British Land recently secured reserved matters approval for the next phase of its Canada Water Printworks development in London. So, what are some of the planning challenges that need to be addressed to ensure the successful delivery of such large mixed-use projects?
Such developments are most likely to be successful where they are supported by the local planning authority (LPA). The developer should seek to secure the allocation of the site for the scheme in the LPA’s development plan.
Before preparing the planning application, the developer must ensure it owns or has within its control all the land required for the development; otherwise it may raise concerns with the LPA as to the deliverability of the scheme as a whole.
Mechanisms can be inserted to require that the phasing of the development ensures the developer does not merely deliver new buildings on the parcels it owns or controls, but also that it will need to secure the other land holdings so the whole masterplan vision is delivered.
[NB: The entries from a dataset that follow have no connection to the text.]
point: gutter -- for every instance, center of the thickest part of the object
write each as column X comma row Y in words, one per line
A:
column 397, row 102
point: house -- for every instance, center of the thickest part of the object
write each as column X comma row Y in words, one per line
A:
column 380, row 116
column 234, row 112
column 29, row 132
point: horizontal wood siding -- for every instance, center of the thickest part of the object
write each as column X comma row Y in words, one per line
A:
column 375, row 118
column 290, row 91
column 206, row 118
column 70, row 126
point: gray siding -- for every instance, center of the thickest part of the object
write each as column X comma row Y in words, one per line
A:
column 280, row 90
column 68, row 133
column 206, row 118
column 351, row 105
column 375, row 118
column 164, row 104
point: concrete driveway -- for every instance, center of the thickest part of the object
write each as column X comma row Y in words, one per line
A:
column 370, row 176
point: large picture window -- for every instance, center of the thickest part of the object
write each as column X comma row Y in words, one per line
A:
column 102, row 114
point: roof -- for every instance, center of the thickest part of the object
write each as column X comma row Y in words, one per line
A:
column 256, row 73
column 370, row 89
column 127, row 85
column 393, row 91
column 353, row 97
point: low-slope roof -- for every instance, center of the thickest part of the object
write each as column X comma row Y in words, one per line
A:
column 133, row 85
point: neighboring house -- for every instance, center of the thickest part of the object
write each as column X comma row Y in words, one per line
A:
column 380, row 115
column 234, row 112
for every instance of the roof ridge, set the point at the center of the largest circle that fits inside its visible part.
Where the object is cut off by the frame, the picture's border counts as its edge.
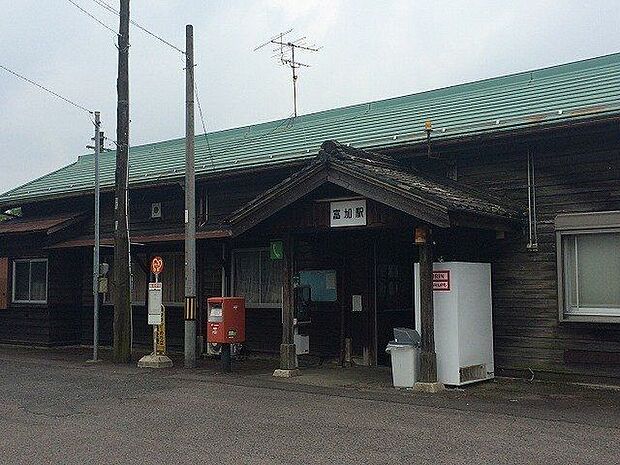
(299, 120)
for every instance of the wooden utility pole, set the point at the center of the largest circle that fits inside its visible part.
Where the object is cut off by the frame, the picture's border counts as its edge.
(287, 348)
(190, 205)
(428, 358)
(122, 296)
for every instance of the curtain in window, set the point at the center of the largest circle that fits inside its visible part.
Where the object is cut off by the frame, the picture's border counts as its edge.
(247, 276)
(592, 272)
(271, 279)
(22, 281)
(38, 281)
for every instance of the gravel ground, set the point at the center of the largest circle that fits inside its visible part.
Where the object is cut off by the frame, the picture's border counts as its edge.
(56, 409)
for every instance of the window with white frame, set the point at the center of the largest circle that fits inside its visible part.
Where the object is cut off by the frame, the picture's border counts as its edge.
(589, 267)
(30, 280)
(257, 277)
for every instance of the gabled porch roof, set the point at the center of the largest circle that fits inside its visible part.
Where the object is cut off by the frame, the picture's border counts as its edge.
(436, 201)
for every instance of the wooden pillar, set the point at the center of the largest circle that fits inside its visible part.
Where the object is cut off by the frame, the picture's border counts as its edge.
(428, 358)
(287, 348)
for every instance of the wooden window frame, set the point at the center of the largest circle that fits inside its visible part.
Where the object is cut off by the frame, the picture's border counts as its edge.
(575, 224)
(13, 279)
(277, 305)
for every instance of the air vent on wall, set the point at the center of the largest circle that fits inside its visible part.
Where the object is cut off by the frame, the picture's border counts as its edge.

The council may use its compulsory purchase powers to assist with the acquisition of third-party land. Indeed, a number of large mixed-use developments have been delivered as partnerships between commercial developers and councils.
In preparing the planning application, developers should masterplan the development to ensure a coherent community where the various uses sit alongside and support each other in a sustainable way.
In addition, the design of buildings and public areas to achieve environmental improvements, increased biodiversity and reduced energy use are key to ensuring developments satisfy planning requirements.
Although partly driven by planning requirements, such measures can, for the developer, increase the value of the development by creating an environment that residents, occupiers and customers of commercial units have come to expect. New building technologies and the use of low-carbon materials are increasingly seen as standard requirements.